Dibandingkan dengan kertas beras industri yang dikemas dengan cermat, kertas beras Phu Yen tampak sederhana dan asli. Kertas berasnya besar, tebal, kering, dan diikat dengan tali nilon putih. Setumpuk kertas beras yang hanya berisi 20 lembar terasa kokoh, masih harum dengan aroma tepung, bercampur dengan aroma matahari, angin, dan embun. Hanya menciumnya saja membuat Anda ingin berlari ke pasar untuk membeli sepotong perut babi, menambahkan beberapa bumbu, mencampur semangkuk saus ikan dengan bawang putih dan cabai. Saat dicelupkan ke dalam air, kertas beras Phu Yen tidak lengket melainkan lembut, kenyal, dan semakin dikunyah, semakin lezat rasanya. Kertas beras besar yang dipecah menjadi 5-7 bagian dapat digulung menjadi 5-7 bagian.
Pertama kali saya ke Tuy Hoa lebih dari sepuluh tahun yang lalu ketika seorang rekan kerja mengundang saya ke rumah. Perjalanan 3 hari itu benar-benar seperti "wisata kuliner " di negeri Nau (merujuk pada bekas wilayah Binh Dinh dan Phu Yen). Karena saya penduduk lokal, teman saya mengajak saya ke semua restoran berkualitas. Ada beberapa tempat terkenal yang wajib dikunjungi. Salah satunya adalah restoran nasi ayam Tuyet Nhung dengan butiran nasi keemasan dan saus pendampingnya yang begitu memikat saya sehingga sekembalinya saya, saya bersikeras meyakinkan pemilik restoran untuk menjual sebotol.
Karena resepnya unik, pemiliknya menyadari pelanggan sangat menyukainya sehingga ia memberikannya secara cuma-cuma, berulang kali mengatakan kepada restoran bahwa mereka tidak akan menjualnya. Atau, kedai banh beo chen di kaki Menara Nhan, yang mengejutkan saya ketika pemiliknya mengeluarkan satu nampan penuh untuk setiap orang, berisi 10 mangkuk. Adonan putih, kenyal, dan elastis itu disajikan dengan irisan daging babi, kulit babi, dan tentu saja, saus ikan pedas dan lemak kucai. Saya juga ingat betul, pagi itu, berjalan tepat di samping gerbang terminal bus, makan banh can di pinggir jalan hanya dengan beberapa ribu, saya merasa kenyang. Berjalan-jalan di Pasar Tuy Hoa seperti tersesat di dunia camilan.

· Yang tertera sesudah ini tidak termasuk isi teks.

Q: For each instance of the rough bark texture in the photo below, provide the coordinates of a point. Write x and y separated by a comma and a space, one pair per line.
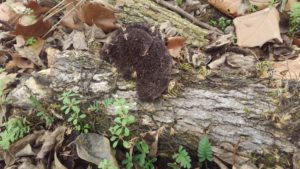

Yang paling saya suka adalah nasi ketan dengan semua warnanya, putih, hijau, ungu, kuning, dan ungu; di antara lapisan nasi ketan terdapat lapisan kacang hijau yang lembut, membayangkannya saja sudah meleleh di mulut. Atau, kue-kue merah mudanya, hanya dengan menyentuhnya saja, membuat Anda merasa selembut pipi bayi, gigitannya lembut, kenyal, dan manis.
Bahasa Indonesia: Untuk sepenuhnya menghargai rasa setiap hidangan, Anda harus makan masakan tanah Nau. Itu adalah cinta yang dipenuhi dengan matahari, angin laut dan aksen. Saya ingat pertama kali saya mendengar penduduk setempat mengucapkan huruf a sebagai e, ê sebagai ơ, butuh beberapa saat bagi saya untuk mengetahuinya. Dialek dan nada yang unik itu juga menarik. Saya ingat, suatu kali saya sangat menginginkan nasi ayam sampai-sampai saya pergi ke cabang di Kota Ho Chi Minh tetapi masih tidak dapat menemukan rasa yang lama. Atau ada saat-saat ketika teman saya mengirimi saya sekantong nasi ketan atau kue merah muda dari semua jenis, masih di toko yang akrab di pasar Tuy Hoa tetapi rasanya kali ini sangat berbeda. Teman saya berkata, untuk menemukan rasa yang lama, Anda harus pergi ke kota Tuy Hoa untuk memakannya untuk merasakannya.
Bagaimana mungkin aku bisa menceritakan semua kuliner khas negeri Nau karena masih ada mata tuna laut, sup mi kucai, sosis biawak, lumpia bakar, sup manis nangka... Kenangan itu tak berujung, yang terkadang ketika aku merindukannya, bahkan hanya sekadar mencarinya di kepalaku, aku masih merasa nostalgia. Aku berkata pada diri sendiri bahwa aku harus kembali ke negeri Nau untuk makan demi memuaskan kenangan dan hasratku.